At the end of the study, the low-carb dieters had lost more weight, including fat, than the low-fat group (about eight pounds more, on average). And even though the low-fat group did lose weight as well, they had lost more muscle mass than fat. Even more surprising: although the low-carb group ate twice the recommended daily amount of saturated fat as set by US guidelines — and increased their total fat intake to over 40 percent — they still had higher levels of HDL (the "good" cholesterol) and lower risk of heart disease than those who restricted their fat intake. This is an important finding, since higher cholesterol levels and a greater risk of heart disease have always been a major criticism of low-carb diets like Atkins or Dukan. "It's impactful," says registered dietitian Julie Upton about the study, although she notes that sticking to a low-carb diet for as long as the participants did can be hard for many. "Most people find very restricted low-carb diets hard to follow and they fall off the wagon," she says.
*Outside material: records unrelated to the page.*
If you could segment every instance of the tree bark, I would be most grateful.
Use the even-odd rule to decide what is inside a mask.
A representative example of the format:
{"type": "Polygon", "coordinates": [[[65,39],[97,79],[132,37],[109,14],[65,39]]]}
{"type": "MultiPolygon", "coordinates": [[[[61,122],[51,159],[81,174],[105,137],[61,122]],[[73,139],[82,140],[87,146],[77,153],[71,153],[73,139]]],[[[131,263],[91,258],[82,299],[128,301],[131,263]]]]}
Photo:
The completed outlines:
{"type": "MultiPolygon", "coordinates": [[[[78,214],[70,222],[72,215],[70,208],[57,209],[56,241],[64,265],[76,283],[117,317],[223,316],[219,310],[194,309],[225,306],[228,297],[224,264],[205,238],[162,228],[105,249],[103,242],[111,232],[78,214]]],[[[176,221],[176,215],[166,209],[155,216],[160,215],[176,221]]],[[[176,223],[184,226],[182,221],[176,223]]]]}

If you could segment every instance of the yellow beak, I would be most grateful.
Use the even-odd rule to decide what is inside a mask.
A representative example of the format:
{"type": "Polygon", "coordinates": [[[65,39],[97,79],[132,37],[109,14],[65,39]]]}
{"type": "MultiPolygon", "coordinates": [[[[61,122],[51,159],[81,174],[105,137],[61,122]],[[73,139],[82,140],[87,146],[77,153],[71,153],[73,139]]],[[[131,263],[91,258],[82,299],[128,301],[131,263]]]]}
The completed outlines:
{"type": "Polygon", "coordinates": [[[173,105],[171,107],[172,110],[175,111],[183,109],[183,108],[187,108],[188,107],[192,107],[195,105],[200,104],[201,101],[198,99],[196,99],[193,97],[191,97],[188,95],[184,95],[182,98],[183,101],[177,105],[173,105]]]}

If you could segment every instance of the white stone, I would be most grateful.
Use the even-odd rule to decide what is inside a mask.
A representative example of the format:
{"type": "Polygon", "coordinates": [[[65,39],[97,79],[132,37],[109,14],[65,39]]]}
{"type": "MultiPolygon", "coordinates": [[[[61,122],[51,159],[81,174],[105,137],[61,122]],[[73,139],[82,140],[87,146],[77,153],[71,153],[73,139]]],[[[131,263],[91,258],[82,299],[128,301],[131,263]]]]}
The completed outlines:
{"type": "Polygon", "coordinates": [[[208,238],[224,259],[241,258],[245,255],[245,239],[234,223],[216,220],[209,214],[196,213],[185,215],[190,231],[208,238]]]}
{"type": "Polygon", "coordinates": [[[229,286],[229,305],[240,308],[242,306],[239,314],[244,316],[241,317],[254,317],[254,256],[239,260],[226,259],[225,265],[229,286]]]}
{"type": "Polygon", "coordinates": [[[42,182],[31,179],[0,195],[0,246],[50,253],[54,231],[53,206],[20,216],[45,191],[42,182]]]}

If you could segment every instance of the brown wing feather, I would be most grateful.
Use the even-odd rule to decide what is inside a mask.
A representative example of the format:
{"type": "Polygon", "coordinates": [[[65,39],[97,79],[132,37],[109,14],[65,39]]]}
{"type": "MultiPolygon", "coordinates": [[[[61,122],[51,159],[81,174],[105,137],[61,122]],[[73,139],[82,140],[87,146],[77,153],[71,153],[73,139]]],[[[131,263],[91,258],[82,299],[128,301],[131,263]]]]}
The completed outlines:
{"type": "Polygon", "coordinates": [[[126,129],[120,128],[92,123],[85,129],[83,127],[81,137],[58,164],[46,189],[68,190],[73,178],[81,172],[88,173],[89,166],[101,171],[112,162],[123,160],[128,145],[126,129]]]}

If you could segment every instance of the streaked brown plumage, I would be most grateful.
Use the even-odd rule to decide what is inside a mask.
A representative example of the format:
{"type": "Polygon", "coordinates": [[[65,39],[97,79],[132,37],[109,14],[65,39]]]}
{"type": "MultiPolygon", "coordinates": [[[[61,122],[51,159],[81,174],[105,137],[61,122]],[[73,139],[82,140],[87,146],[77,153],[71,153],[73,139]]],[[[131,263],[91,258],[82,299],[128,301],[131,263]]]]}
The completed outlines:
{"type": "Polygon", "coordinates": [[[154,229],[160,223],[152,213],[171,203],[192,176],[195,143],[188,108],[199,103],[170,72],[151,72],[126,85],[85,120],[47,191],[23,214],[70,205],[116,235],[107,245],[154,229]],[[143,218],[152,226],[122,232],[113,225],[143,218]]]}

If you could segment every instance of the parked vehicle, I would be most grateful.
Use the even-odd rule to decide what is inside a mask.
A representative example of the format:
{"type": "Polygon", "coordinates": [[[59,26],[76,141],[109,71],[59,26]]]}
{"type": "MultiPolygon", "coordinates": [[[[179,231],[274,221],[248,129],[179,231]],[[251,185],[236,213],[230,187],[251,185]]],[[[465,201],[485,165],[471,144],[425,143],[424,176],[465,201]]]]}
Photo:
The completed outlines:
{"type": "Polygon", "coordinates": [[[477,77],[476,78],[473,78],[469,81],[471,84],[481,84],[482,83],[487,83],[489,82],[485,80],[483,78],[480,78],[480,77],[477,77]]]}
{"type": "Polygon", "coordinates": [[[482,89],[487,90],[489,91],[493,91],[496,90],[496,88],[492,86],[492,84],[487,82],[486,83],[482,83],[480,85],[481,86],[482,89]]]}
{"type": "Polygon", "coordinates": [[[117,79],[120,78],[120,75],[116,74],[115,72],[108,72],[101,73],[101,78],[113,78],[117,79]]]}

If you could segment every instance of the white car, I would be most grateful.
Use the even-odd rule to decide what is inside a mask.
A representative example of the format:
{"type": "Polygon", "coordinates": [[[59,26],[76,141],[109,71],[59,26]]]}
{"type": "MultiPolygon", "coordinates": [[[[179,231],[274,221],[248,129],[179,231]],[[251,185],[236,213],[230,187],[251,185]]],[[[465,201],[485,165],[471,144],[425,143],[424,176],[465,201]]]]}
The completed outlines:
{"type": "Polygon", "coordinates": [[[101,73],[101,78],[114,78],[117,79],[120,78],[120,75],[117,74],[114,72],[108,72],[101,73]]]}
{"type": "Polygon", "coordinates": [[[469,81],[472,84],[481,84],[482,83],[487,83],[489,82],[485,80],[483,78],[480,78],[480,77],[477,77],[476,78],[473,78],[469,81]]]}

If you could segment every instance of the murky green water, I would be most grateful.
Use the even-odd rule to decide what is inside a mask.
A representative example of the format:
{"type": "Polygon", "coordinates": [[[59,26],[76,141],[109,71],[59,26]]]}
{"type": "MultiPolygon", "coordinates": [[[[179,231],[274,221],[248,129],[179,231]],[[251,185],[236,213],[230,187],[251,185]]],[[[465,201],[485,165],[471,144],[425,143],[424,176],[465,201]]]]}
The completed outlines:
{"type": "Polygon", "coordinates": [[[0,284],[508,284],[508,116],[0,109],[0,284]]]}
That sticking to a lifestyle that shuns bread baskets and pasta dinners as actually good for you isn't the best news to hear, but this new study does add more evidence that saturated fat may not be the diet evil that it's been labeled as in the past. In fact, a recent review published in the same journal also confirmed that there's no link between saturated fat and a higher risk of heart disease. The takeaway? Whether it's olive oil, avocado, or a healthy cheese habit, the fat in your diet may be doing your body more good than those refined carbs.